いつもの喧騒が嘘みたいな、間延びした夕方だった。だからかもしれない。いや、きっとそうに違いない。僕は、ずっと心のどこかで気になっていながら、その度に蓋をしていた質問をぽろりと口から零してしまった。
「一ノ瀬さん、どうして小説書いてるの?」
彼女はドリルを凝視したまま、こちらを見ようともせずに即答する。
「え、加瀬くんが書けっていうから」
「いやそうじゃなくて。確かにそれはそうなんだけども」
なんで小説書こうと思ったの、と聞くと彼女はノートから顔を上げ、おもむろに考え始めた。
「うーん……わかんない!」
彼女は数分悩んだ挙句、華やかにそう言った。いっそ殴りたくなるほどきっぱりとした口調だった。

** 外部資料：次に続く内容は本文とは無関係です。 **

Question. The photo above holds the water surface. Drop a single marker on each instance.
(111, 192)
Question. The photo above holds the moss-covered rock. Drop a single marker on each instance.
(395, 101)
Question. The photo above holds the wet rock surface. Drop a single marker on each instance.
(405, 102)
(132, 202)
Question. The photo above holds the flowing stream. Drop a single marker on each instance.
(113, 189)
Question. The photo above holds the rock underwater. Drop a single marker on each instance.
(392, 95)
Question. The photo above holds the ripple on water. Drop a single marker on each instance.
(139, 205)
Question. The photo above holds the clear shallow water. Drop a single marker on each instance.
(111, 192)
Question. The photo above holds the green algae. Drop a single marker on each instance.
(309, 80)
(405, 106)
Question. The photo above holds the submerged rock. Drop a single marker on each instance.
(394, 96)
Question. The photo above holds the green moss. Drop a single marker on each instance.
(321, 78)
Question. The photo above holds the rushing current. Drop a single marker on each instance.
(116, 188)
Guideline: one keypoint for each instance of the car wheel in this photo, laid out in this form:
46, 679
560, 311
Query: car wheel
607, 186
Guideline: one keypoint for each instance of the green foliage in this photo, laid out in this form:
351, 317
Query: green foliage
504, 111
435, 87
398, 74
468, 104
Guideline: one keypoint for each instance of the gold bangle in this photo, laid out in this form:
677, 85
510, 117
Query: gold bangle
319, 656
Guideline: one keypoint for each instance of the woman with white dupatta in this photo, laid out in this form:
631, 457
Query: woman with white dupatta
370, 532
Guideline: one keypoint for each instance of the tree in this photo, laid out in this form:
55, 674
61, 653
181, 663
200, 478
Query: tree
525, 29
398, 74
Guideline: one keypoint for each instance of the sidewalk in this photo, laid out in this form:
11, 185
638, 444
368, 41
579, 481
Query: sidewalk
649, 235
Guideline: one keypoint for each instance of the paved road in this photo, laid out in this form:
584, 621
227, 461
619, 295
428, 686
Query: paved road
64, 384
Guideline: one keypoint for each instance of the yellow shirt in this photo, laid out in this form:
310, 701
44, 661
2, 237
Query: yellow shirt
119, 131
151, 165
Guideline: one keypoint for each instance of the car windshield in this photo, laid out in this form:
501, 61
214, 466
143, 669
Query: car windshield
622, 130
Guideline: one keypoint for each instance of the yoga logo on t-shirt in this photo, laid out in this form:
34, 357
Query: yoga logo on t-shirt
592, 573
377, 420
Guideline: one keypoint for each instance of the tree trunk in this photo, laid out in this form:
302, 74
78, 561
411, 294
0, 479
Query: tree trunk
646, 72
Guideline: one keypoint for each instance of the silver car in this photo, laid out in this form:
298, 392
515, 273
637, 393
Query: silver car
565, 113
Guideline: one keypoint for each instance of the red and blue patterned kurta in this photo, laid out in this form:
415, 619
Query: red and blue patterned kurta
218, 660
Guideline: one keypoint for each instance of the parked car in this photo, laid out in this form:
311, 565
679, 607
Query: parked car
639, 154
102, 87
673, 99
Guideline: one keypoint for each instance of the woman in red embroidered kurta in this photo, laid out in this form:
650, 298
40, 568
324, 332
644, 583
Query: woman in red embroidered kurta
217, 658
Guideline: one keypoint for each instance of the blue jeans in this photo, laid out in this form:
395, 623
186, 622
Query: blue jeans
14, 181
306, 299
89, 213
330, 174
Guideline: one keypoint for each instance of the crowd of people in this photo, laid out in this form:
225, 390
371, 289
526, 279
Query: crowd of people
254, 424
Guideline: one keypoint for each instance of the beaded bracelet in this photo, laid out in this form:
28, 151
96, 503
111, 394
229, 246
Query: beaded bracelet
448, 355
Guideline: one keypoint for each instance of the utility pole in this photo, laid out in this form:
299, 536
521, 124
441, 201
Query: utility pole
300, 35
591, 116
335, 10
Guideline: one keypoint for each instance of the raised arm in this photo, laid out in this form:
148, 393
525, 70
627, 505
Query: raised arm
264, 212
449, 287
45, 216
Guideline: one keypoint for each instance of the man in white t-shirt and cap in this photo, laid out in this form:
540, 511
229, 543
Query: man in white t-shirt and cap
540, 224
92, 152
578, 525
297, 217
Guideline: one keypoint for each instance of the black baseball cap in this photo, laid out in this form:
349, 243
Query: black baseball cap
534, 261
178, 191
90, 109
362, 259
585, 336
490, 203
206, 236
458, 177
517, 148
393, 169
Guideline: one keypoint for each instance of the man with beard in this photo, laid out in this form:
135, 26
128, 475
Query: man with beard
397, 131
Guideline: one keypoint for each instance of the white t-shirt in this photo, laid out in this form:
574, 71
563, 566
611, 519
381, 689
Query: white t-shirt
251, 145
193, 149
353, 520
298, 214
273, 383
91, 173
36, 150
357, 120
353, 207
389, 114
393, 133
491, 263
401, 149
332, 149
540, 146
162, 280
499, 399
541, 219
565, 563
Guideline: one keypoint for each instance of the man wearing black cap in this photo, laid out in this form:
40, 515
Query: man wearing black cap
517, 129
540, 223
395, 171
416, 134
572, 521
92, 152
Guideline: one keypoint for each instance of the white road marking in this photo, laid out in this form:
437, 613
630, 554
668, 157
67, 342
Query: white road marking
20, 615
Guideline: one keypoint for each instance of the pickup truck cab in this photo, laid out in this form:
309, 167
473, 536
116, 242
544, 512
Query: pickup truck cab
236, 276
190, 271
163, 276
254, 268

その瞬間、自分の中に、暴力的なほどの思いが浮かんだ。
見事なぐらい、一次選考でぶち落ちればいいのに、という思いだ。才能がないくせに愚直に書き続ける姿が見苦しい。能力が低いくせに自分を諦めていない姿が無様で、真摯で、苛々する。彼女が現実に打ちのめされる姿を見たら、どれだけスッとするか。
彼女が優勝すればいいのに、と思った。
自分が目をつけた相手が評価された、というのは編集者にとって必要な実力だし。
……嘘だ。もし彼女が優勝したら、彼女に戦いを挑まない自分に美しく言い訳できると思ったからだ。もし、カエル同士のトーナメント戦だったら、勝ちぬいて井戸の外の敵に挑んでみようと思うかもしれないが、もし初戦の相手がヒグマだったら立ち向かうことすら諦めて、尻尾を巻いて逃げても仕方がない、と思えそうだからだ。
結局のところ、僕は彼女をダッチワイフにして惨めな自分を正当化しているだけだ。そんなことは分かっている。でも、汚れなき瞳でその事実を突きつけてくる彼女が、大嫌いだと思った。